Almost immediately, Wilson disposes of any claim of Divine supernatural intervention in the creation of the wounds. His argument is simple and difficult to counter: If the wounds were in fact accurate replicas of the wounds that Christ suffered, and imposed by God on persons of exceeding faith and devotion to the Passion of Christ, they would at least be consistent in their position, shape, size, and general appearance. Alas, the stigmata vary widely from stigmatist to stigmatist and, most tellingly, many stigmata are found to accurately reflect the image of Christ found on the stigmatists' favorite crucifixes.

This is a major clue, one that leads seamlessly to Wilson's hypothesis: That the stigmata are a manifestation of undiscovered abilities of the mind to influence the very shape and functioning of the human body.

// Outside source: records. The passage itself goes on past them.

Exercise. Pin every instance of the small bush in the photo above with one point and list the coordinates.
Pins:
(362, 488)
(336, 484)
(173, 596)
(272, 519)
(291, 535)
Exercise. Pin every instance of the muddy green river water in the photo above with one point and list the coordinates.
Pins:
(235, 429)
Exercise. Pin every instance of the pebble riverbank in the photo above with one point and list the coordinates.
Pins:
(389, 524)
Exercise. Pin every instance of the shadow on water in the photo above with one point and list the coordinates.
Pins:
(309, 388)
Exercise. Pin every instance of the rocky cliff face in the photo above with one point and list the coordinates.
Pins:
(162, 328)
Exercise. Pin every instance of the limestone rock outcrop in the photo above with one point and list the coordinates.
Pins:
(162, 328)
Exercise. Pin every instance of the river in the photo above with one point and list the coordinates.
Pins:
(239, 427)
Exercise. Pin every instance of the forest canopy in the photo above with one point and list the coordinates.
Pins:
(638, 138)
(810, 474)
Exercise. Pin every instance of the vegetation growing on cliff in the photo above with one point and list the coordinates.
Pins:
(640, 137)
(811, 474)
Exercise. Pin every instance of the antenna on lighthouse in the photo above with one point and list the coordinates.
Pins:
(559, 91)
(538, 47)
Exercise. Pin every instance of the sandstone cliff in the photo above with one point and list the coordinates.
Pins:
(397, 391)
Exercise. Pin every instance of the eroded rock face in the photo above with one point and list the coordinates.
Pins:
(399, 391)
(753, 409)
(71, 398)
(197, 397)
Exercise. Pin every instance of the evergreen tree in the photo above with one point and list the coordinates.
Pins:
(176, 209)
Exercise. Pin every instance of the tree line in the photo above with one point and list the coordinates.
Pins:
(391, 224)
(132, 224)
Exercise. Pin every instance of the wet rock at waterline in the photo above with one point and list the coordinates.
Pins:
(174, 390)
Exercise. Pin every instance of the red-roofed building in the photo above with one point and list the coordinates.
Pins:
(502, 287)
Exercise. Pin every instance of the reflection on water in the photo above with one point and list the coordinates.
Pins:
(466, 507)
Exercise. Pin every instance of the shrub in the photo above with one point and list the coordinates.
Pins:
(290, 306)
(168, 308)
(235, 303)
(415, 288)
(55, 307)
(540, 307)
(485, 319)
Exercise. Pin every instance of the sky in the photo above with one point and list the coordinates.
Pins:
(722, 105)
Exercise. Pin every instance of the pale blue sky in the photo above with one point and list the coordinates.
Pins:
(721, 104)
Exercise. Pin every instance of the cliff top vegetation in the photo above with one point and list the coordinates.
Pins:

About three fourths of the book is history and case studies of famous and well-documented stigmatists, including St. Francis of Assisi, who is the earliest known stigmatist; Therese Neumann, who in addition to exhibiting the stigmata claimed to have gone without food or drink for 36 years; and Padre Pio, an Italian monastic priest of our century who could heal at a distance and impose a mysterious "odor of sanctity" both about his person and at considerable distance.

The phenomenon, in Wilson's view, is a sychological one, with a pathology related closely to multiple personality disorder. Stress and poverty in early life are a common thread running through the lives of many stigmatists. Nearly all suffered some sort of personal catastrophe before the onset of the stigmata, and nearly all had a predisposition to trance states and other altered modes of consciousness.

Aparently, as best our investigations have been able to show, stigmatists identify so closely with the life of Christ and visualize Him so clearly that some undiscovered physiological mechanism imposes Christ's marks of suffering on the body of the stigmatist.

If that were as far as Wilson took it, I'd say it was interesting, and a good airline read. But what makes the book compelling is Wilson's presentation of related research into the malleability of the human system, research having nothing to do with religion, mysticism, or even psychiatric pathology. Using modern methods of hypnosis, ordinary human beings having no psychiatric disorders have managed to somehow dispose of warts, hideous skin conditions, and even advanced cancerous tumors by simply *imagining* that those conditions were gone. With nothing more than hypnotic suggestion, women in a study conducted by an American physician, Dr. R. D. Willard, managed to enlarge their breasts, substantially and permanently, through this sort of hypnotic visualization. ...I encourage you to chase down and devour *The Bleeding Mind.* Small print and a minor dollop of dullness are its only sins.